DNS for Services and Pods

    Kubernetes DNS schedules a DNS Pod and Service on the cluster, and configures the kubelets to tell individual containers to use the DNS Service’s IP to resolve DNS names.

    Every Service defined in the cluster (including the DNS server itself) is assigned a DNS name. By default, a client Pod’s DNS search list includes the Pod’s own namespace and the cluster’s default domain.

    A DNS query may return different results based on the namespace of the pod making it. DNS queries that don’t specify a namespace are limited to the pod’s namespace.

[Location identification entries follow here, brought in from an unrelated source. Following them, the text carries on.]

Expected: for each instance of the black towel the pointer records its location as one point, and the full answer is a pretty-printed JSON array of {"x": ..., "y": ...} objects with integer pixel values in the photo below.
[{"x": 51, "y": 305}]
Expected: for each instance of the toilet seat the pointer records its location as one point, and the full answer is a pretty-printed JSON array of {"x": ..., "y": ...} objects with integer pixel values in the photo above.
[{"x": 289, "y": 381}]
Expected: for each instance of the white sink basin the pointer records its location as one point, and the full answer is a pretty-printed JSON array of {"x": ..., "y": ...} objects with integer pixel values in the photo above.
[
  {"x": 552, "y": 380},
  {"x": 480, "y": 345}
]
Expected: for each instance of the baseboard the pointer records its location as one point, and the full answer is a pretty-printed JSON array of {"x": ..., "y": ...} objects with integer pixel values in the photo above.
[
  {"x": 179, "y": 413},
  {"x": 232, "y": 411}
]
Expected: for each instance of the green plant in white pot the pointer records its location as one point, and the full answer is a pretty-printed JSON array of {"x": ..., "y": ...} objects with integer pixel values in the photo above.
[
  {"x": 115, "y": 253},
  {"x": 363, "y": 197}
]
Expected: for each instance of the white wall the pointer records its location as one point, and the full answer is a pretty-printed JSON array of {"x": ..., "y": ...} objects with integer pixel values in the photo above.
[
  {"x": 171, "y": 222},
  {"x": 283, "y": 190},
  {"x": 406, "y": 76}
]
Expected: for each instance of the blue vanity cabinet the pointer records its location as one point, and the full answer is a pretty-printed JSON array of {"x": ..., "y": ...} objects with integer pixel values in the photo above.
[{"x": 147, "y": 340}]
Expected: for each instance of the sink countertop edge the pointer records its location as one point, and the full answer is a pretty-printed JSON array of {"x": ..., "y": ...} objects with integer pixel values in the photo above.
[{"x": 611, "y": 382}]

Access services in other namespaces by specifying it in the DNS query.

    For example, consider a pod in a namespace. A data service is in the prod namespace.

    A query for data returns no results, because it uses the pod’s test namespace.

    A query for data.prod returns the intended result, because it specifies the namespace.

    DNS queries may be expanded using the pod’s /etc/resolv.conf. Kubelet sets this file for each pod. For example, a query for just data may be expanded to data.test.svc.cluster.local. The values of the search option are used to expand queries. To learn more about DNS queries, see the resolv.conf manual page.

    In summary, a pod in the test namespace can successfully resolve either data.prod or data.prod.svc.cluster.local.

    DNS Records

    What objects get DNS records?

    1. Services
    2. Pods

    The following sections detail the supported DNS record types and layout that is supported. Any other layout or names or queries that happen to work are considered implementation details and are subject to change without warning. For more up-to-date specification, see Kubernetes DNS-Based Service Discovery.

    A/AAAA records

    “Normal” (not headless) Services are assigned a DNS A or AAAA record, depending on the IP family of the service, for a name of the form my-svc.my-namespace.svc.cluster-domain.example. This resolves to the cluster IP of the Service.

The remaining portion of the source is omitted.